5 Ways to Savor Fall Flavor (and Cut Calories!) With Spices

by | Updated: December 3rd, 2016 | Read time: 2 minutes

I challenge you to find a spice that rivals cinnamon when it comes to comforting kitchen fragrances. And there’s something about autumn that makes spices such as cinnamon, ginger, and nutmeg especially fabulous for flavoring foods without adding calories.

Autumn Spices

When I was growing up, my grandmother was my favorite babysitter. She made what I naively thought was a gourmet concoction (bear in mind that my mother specialized in making frozen TV dinners). Granny mixed plain applesauce, a dash of pure maple syrup, a pinch of cinnamon and a generous dash of ginger. Then she and I would use graham crackers to dunk, dip and devour our way through our applesauce dip. To me, that was the height of chic cuisine!

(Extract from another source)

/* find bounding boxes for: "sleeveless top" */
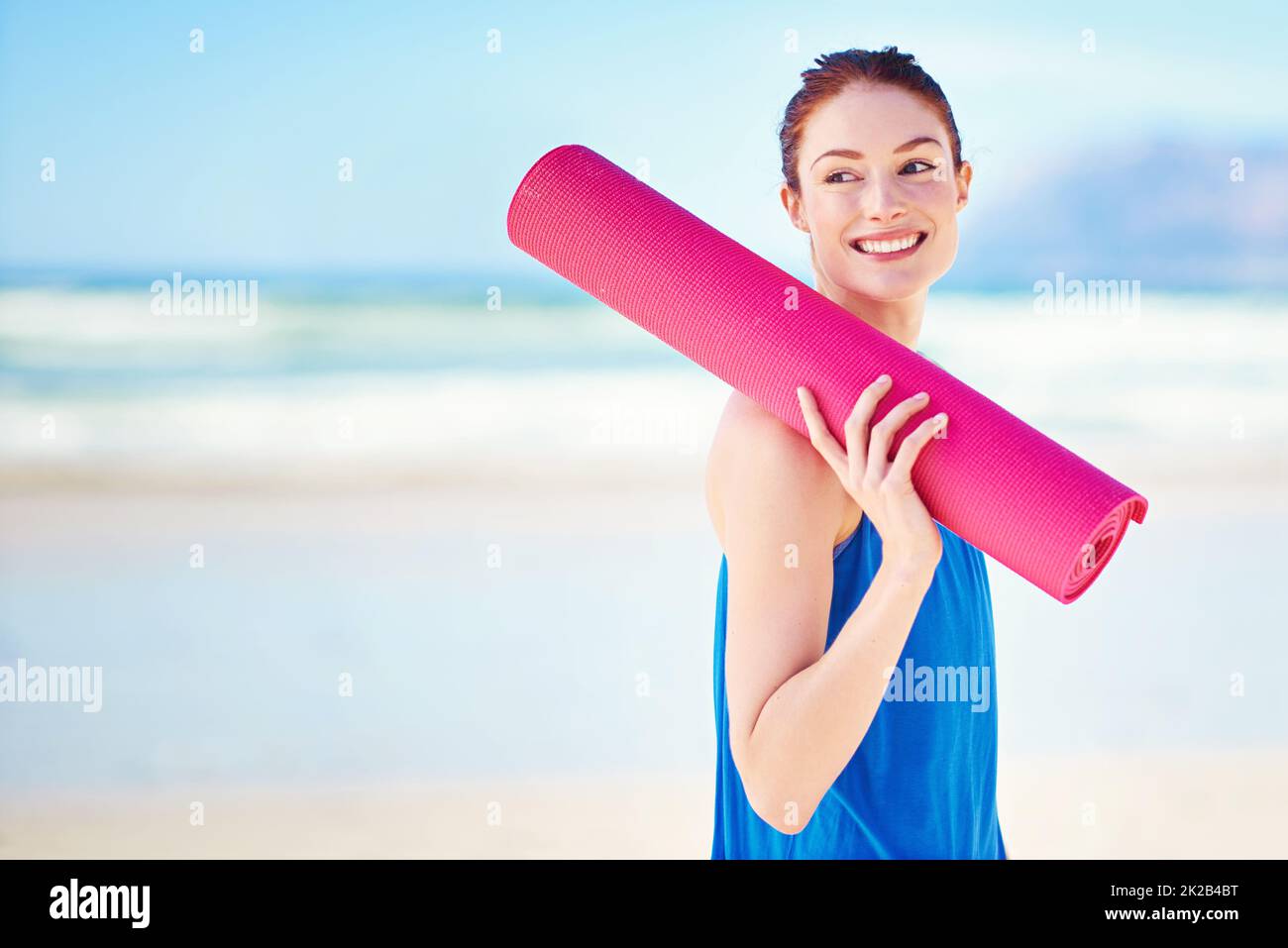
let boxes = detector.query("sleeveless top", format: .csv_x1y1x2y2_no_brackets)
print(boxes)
711,514,1006,859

Today I still think of my grandmother when I experiment with these spices. Some suggestions for how to incorporate the spicy flavor of fall into your own life:

  • Use cinnamon and ginger mixed with plain canned pumpkin, Stevia and plain Greek yogurt for a pumpkin pie-type pudding. Experiment with the amount of each ingredient that you use. I typically use half pumpkin and half yogurt. Choose organic spices, such as Simply Organic Cinnamon Powder. And be sure to use plain pumpkin, not pre-made pumpkin pie filling. My favorite: Farmer’s Market Organic Canned Pumpkin Puree.
  • Don’t overlook winter squash in the market. It might look plain on the outside, but cooking winter squash and then mashing it with butter and a dash of ginger tastes like the ultimate comfort food. You can grate fresh ginger root or use Starwest Botanicals Organic Ginger Root Powder.
  • Here’s one of those cooking tips that sound crazy and turn out to be crazy-wonderful. Steam green cabbage. Then serve with a pat of grass-fed butter and a sprinkle of (wait for it) nutmeg. There’s something about the nutmeg flavor that brings out the full tang of the cabbage, and also makes a small amount of grass-fed butter linger on the tongue. Grate nutmeg on the cabbage just before serving.
  • Turn your plain breakfast oatmeal from blah to bazinga! The secret’s in the spices. Experiment by adding ginger, nutmeg, cinnamon or even allspice. Try a spoonful of peanut butter or coconut oil as well for a breakfast that will keep you full.
  • Two words that symbolize autumn beverages’ pleasures: Cinnamon sticks. Stir hot apple cider with one, stick into a cup of cocoa to make it extra-special or even mix your cream into your coffee with a cinnamon stick.